When Palworld launched in early access in January 2024, it became one of the fastest-selling games in Steam history. The internet called it "Pokémon with guns," lawsuits were threatened, and takes flew in every direction. Now that the dust has settled, it's worth asking: is Palworld actually a good game?

The short answer is yes — with caveats. Let's break it down.

What Palworld Actually Is

Palworld is a survival crafting game in the vein of Ark: Survival Evolved. You gather resources, build a base, craft gear, and fight to survive. The twist is that you also catch creatures called Pals, which can fight alongside you, work at your base autonomously, and be used as mounts. It's a genuinely novel combination of systems that mostly works well together.

What Works Really Well

The Base Building & Automation Loop

This is where Palworld truly shines. Assigning Pals to tasks at your base — mining, farming, crafting, cooking — creates a satisfying automation loop that scratches a genuine itch. Watching a well-managed base hum along efficiently is deeply rewarding, and optimizing your Pal workforce becomes a compelling mid-game puzzle.

Combat Has Weight

Fights feel impactful. Guns kick, Pals have distinct move sets, and boss encounters require actual preparation. The difficulty curve in the early-to-mid game is well-tuned, and exploring the open world to find new Pals and dungeons keeps things fresh for a solid chunk of hours.

Co-op Is Genuinely Fun

Playing with friends elevates the experience significantly. Splitting up base tasks, tackling bosses together, and competing to catch rare Pals is a great co-op loop that holds up across many sessions.

What Needs Improvement

Early Access Roughness

Palworld is still in early access, and it shows.
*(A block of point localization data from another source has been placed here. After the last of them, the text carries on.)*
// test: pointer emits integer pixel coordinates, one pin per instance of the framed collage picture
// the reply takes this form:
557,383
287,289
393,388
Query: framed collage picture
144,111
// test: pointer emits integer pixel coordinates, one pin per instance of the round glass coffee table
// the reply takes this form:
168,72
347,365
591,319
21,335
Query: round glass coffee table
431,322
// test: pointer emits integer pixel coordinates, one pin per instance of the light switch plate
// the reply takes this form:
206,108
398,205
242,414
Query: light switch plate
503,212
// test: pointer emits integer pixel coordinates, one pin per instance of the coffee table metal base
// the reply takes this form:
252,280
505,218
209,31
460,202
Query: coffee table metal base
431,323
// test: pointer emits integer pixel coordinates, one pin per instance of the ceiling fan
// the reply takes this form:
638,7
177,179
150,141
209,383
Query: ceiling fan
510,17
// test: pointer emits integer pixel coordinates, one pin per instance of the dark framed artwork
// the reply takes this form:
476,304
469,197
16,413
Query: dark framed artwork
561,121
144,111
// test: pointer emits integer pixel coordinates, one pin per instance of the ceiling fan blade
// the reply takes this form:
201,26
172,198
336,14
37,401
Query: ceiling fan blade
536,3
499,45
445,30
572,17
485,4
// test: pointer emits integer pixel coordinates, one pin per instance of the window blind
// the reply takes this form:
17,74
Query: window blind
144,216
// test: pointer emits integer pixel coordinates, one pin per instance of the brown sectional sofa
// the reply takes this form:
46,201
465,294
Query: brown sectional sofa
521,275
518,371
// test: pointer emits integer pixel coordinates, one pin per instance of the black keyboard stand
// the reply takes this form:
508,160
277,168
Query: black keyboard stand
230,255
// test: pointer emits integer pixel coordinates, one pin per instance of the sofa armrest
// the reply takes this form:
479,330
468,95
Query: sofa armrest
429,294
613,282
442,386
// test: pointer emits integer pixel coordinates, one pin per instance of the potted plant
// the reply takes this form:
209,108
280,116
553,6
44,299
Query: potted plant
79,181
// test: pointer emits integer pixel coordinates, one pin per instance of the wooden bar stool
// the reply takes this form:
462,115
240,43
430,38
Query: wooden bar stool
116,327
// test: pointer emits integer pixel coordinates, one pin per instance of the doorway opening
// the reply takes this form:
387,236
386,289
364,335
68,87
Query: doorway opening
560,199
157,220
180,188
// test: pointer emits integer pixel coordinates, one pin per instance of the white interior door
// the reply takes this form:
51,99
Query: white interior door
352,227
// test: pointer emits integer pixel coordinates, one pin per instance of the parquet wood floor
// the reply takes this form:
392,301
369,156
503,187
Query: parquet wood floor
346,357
Pals occasionally get stuck in base geometry, some late-game content feels underdeveloped, and performance on lower-end hardware can be inconsistent. Pocketpair has been actively patching, but expect some jank.

Endgame Depth

Once you've built a strong base and caught the major Pals, the endgame loop thins out. There's currently not a compelling "forever game" hook in the way that Ark or Minecraft achieve. This may change as updates roll out.

Narrative Is Essentially Absent

If you're looking for story, look elsewhere. Palworld has lore scattered around the world, but there's no meaningful narrative driving your journey. For some players, that's fine — for others, it's a gap.

Verdict

CategoryScore
Gameplay Loop8/10
Co-op Experience9/10
Base Building8.5/10
Endgame Content6/10
Polish (Early Access)6.5/10
Overall7.5/10

Who Should Play It

Buy it if: You enjoy survival/crafting games, want a fun co-op experience, or love automation and base-building loops.

Wait if: You want a complete, polished single-player experience with a strong story — check back in 6–12 months as development continues.

Palworld is a genuinely enjoyable game that earns its popularity on its own merits. The controversy was noise. The game, at its core, is a fun and creative spin on the survival genre that's worth your time if the premise appeals to you.